Not Everyone Is A Winner

While in the midst of COVID-19, historical levels of unemployment, unprecedented levels of economic stimulus, and falling corporate profits, the Standard & Poor’s 500 Index (S&P 500) is in positive territory for 2020. The economic data would indicate we are in a recession, yet U.S. equity markets are not behaving as such. A recent article by writer Adam Grossman investigates what’s going on “under the hood” and identifies that the bulk of positive returns this year have come from five companies that make up 20 percent of the S&P 500 market cap.

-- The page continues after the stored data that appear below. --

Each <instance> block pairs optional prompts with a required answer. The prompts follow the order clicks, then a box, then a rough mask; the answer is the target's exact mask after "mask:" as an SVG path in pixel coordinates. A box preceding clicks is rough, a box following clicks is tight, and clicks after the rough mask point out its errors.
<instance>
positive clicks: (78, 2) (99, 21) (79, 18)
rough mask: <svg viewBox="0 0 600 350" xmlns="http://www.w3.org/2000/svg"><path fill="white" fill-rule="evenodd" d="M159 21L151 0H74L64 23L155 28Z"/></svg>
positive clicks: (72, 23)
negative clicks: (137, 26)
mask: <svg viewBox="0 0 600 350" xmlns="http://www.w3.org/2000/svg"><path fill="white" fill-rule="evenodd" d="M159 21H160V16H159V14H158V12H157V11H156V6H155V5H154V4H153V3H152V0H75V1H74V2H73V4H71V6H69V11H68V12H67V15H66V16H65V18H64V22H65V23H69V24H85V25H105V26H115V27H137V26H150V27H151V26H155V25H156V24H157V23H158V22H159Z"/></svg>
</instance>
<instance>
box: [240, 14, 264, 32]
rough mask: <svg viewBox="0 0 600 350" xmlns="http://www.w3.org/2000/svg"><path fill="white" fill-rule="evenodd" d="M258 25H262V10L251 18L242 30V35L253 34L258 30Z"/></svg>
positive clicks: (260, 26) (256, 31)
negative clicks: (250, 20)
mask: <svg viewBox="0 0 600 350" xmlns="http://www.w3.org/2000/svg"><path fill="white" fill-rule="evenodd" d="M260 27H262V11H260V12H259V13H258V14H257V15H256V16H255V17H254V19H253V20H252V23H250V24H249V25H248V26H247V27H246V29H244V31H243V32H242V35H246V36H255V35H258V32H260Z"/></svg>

The five juggernauts of the S&P 500 (Alphabet, Amazon, Apple, Facebook, and Microsoft) have a year-to-date return of 35 percent, whereas the remainder of the index’s constituents have returned -5 percent over the same period. Approximately 300 of 500 index constituents are in the red for this year, showcasing that the bulk of the market returns are coming from just a handful of companies. While this may seem both absurd and unsustainable going forward, Grossman cites a study by finance professor Hendrik Bessembinder in which he finds that over a 90-year period, less than 4 percent of companies account for the entire index’s return. The major findings from Bessembinder’s paper highlight how the skewness of returns realized by individual companies impacts broad market indices, and how it is normal for a small group of companies to contribute disproportionately to index returns. The main takeaway from Bessembinder’s paper and the article from Grossman is that picking winners in the equity market is a tremendously challenging endeavour, and ensuring one’s portfolio is sufficiently diversified is the best way to gain exposure to the equity risk premium while reducing the risk of not having any exposure to the big winners of the index.